Principle:Unstructured IO Unstructured Chunk Size Configuration
| Knowledge Sources | |
|---|---|
| Domains | Document_Processing, RAG, Configuration |
| Last Updated | 2026-02-12 00:00 GMT |
Overview
A configuration mechanism that validates and resolves chunking size parameters (character limits, token limits, overlap) into a consistent set of constraints for the chunking engine.
Description
Chunking size configuration handles the complexity of specifying chunk size constraints. Users can specify sizes in characters or tokens, set hard and soft limits, configure overlap, and choose tokenizers. These parameters interact: token-based limits must be converted to character estimates, soft limits cannot exceed hard limits, and overlap cannot exceed chunk size.

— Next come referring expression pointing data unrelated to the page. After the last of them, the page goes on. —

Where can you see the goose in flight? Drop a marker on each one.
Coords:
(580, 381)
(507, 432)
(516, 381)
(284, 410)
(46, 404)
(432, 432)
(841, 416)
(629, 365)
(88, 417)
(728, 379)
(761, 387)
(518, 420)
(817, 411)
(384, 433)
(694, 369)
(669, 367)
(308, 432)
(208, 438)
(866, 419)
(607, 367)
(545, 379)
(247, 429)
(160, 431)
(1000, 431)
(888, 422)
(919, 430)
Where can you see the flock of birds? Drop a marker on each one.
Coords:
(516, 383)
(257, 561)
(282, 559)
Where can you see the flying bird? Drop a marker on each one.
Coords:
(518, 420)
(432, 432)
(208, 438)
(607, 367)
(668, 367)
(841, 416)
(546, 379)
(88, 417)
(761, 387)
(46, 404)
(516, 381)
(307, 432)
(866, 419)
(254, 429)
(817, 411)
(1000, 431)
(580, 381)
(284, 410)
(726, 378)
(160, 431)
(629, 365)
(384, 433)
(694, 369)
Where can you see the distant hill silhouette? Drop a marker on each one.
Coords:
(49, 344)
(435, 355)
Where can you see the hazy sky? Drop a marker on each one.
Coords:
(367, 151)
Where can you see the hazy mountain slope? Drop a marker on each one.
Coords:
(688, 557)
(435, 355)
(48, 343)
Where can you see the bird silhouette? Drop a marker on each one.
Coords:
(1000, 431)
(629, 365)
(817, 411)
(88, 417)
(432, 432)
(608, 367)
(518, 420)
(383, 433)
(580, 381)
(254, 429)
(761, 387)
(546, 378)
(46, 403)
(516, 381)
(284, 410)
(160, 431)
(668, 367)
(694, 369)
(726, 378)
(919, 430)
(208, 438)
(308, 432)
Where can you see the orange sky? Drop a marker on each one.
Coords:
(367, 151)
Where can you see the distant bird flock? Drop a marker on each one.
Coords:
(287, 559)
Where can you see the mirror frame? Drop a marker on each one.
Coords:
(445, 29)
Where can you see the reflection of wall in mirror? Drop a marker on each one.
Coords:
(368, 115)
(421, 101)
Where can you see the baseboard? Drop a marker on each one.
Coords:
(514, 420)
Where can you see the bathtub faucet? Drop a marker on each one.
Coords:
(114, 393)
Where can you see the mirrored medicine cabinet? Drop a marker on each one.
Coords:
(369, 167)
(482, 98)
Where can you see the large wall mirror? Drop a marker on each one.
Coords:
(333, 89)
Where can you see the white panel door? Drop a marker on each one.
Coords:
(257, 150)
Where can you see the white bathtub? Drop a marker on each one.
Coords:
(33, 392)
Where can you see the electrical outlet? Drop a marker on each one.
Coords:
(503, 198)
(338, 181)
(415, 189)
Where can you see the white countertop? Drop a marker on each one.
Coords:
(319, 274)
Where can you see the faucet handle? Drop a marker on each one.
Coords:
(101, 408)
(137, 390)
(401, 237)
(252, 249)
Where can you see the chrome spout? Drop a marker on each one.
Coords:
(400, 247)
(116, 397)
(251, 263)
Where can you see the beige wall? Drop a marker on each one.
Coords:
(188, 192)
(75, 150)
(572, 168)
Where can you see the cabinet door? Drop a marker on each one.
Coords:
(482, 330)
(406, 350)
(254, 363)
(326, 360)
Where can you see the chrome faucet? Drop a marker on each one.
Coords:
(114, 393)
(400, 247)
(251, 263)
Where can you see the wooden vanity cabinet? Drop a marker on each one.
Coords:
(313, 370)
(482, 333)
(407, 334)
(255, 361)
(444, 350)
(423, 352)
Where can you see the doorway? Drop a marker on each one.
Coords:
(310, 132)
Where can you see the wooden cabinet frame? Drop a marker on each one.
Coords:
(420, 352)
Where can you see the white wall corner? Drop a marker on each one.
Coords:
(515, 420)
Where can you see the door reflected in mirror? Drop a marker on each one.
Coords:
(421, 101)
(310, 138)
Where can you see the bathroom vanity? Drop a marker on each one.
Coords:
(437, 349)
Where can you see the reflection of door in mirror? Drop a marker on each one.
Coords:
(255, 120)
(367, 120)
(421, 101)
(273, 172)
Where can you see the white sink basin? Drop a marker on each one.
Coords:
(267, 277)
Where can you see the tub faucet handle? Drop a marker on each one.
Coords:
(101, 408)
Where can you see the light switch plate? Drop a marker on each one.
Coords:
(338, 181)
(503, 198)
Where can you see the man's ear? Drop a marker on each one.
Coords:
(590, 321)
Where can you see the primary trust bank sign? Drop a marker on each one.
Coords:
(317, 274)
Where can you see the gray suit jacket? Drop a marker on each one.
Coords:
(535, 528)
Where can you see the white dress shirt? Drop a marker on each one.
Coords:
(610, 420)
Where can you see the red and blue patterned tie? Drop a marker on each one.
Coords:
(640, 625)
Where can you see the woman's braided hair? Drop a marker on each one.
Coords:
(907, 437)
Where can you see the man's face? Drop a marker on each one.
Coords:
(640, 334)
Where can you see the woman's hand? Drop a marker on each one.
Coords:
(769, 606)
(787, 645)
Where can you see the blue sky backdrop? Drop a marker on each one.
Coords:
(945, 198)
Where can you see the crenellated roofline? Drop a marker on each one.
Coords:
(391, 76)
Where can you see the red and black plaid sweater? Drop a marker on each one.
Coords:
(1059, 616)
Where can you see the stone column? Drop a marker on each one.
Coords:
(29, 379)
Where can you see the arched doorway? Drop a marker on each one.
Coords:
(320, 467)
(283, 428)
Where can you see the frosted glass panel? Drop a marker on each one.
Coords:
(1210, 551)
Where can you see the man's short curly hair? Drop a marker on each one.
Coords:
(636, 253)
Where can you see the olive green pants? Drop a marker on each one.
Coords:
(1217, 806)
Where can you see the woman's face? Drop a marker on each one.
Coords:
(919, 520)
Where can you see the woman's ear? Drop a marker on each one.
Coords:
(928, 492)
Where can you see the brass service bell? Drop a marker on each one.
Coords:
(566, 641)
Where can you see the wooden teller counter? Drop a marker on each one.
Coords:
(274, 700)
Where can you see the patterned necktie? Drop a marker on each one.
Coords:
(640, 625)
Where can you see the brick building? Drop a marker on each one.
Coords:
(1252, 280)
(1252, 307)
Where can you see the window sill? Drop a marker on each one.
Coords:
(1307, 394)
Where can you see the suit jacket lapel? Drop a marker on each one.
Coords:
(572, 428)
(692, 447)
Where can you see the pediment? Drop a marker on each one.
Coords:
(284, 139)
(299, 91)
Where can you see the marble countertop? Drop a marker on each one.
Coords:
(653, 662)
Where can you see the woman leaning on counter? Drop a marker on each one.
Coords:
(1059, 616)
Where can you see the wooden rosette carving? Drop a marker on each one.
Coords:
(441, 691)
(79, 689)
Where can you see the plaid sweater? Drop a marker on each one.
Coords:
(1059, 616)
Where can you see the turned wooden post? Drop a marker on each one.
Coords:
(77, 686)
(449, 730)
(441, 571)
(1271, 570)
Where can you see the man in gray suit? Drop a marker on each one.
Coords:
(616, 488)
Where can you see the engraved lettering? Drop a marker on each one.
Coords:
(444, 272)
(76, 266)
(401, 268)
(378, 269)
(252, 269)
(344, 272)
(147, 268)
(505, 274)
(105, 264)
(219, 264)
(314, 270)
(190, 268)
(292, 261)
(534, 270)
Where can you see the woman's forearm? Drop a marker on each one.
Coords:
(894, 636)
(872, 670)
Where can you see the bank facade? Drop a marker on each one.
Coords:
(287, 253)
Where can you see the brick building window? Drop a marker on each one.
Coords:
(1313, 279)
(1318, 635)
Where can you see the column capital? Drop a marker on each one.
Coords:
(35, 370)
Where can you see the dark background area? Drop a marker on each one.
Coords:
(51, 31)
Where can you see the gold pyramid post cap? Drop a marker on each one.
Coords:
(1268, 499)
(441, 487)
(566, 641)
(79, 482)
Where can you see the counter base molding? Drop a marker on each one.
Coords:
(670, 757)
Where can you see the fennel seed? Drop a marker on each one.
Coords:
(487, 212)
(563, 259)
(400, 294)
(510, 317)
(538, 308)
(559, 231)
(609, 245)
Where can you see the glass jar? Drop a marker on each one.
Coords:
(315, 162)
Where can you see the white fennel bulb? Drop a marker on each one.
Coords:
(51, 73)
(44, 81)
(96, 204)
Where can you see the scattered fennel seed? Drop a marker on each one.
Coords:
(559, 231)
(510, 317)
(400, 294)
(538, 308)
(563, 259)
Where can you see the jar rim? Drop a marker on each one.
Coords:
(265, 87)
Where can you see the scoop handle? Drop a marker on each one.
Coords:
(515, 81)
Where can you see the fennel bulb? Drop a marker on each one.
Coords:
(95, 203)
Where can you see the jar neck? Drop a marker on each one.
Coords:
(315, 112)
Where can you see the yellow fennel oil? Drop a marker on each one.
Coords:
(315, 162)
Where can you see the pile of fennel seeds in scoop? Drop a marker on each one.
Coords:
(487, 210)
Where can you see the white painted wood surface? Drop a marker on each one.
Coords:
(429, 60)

The configuration layer validates all parameters, resolves defaults, computes derived values (e.g., converting token limits to approximate character limits), and provides a clean interface for the chunking algorithms to query size constraints.
Usage
Use this principle when you need to understand how chunk size parameters interact and are validated. It is the configuration layer that sits between user-facing chunking functions (chunk_elements, chunk_by_title) and the core chunking engine. Understanding this layer is essential for tuning chunk sizes for specific embedding models or retrieval requirements.
Theoretical Basis
Chunk size configuration resolves a parameter hierarchy:
Hard max (max_characters / max_tokens): The absolute ceiling. No chunk will exceed this size. Elements that are individually larger than hard_max are split mid-text at word boundaries.
Soft max (new_after_n_chars / new_after_n_tokens): The target size. Once a chunk reaches this size, the next element boundary triggers a new chunk. Must be ≤ hard_max.
Overlap: Characters from the end of one chunk are prepended to the beginning of the next. Must be < hard_max.
Token conversion: When token-based limits are specified, they are converted to character estimates using the specified tokenizer's average characters-per-token ratio.
# Abstract configuration resolution
if max_tokens is specified:
hard_max = max_tokens * avg_chars_per_token
elif max_characters is specified:
hard_max = max_characters
else:
hard_max = 500 # default
if soft_max > hard_max:
soft_max = hard_max
if overlap >= hard_max:
raise ValueError("overlap must be less than max_characters")